This phenomenon of immune memory has been recognized since at least the time of the ancient Greeks, yet no one could figure out how it worked.
Until Steven L. Reiner came along.
The University of Pennsylvania physician electrified his field last year by showing how the immune system generates two types of the sophisticated tools known as T-cells: one to fight invaders to the death, the other to remember the battle plan for the next time the same enemy shows up.
Reiner's finding, made with John Chang, Vikram Palanivel and colleagues, was named one of the top 10 breakthroughs of 2007 by the journal Science. Using mice, the team provided evidence that T-cells arise from a self-renewing process a bit like that used by stem cells. Without it, we'd fight off a bug once, and the next time we'd be dead.
"It's an amazing system," Reiner marvels. "You do use these cells, but you don't deplete them. That's how we can live long lives with short-lived cells."
If all his team did was to illuminate the essence of a vital bodily defense mechanism - potentially leading to better vaccines - it would be big. But the research also may offer clues to two other medical enigmas: how the array of different blood cells is created in the bone marrow, and how cancer stem cells generate the cells in a tumor.
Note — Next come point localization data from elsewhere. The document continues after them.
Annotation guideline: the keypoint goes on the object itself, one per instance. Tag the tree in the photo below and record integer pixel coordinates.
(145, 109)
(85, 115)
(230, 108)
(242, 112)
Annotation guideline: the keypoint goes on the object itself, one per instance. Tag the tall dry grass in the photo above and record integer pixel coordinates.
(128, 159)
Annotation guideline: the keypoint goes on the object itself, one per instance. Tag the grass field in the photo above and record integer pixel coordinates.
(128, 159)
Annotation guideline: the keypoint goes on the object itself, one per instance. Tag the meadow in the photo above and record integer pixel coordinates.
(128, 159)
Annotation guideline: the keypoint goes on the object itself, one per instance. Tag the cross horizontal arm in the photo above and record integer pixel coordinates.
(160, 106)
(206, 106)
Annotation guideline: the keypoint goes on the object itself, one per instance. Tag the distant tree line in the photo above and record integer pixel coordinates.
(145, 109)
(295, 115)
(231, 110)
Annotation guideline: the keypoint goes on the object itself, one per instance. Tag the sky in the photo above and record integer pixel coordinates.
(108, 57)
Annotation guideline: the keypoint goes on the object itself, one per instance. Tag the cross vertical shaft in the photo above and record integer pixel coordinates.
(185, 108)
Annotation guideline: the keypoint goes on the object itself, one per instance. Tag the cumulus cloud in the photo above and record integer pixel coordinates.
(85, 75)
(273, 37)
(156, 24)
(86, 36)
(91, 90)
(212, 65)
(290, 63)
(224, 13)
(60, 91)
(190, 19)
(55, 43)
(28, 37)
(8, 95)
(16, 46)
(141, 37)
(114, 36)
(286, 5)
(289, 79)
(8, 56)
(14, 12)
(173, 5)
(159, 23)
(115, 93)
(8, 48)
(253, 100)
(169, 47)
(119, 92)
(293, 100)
Among fans of the research is Amy J. Wagers, a specialist in blood stem cells at the Joslin Diabetes Center and the Harvard Stem Cell Institute.
"It's beautiful science on its own, and it also has these far-reaching consequences in the field that I'm involved in," she says.
Reiner's boss, Craig Thompson, says he and others were skeptical at first that the team could explain the creation of the immune system's memory bank. As the results came back, one by one, he became a believer.
"I got to see the data as they came running out of their lab," recalls Thompson, director of Penn's Abramson Cancer Center. "It was a series of eureka moments."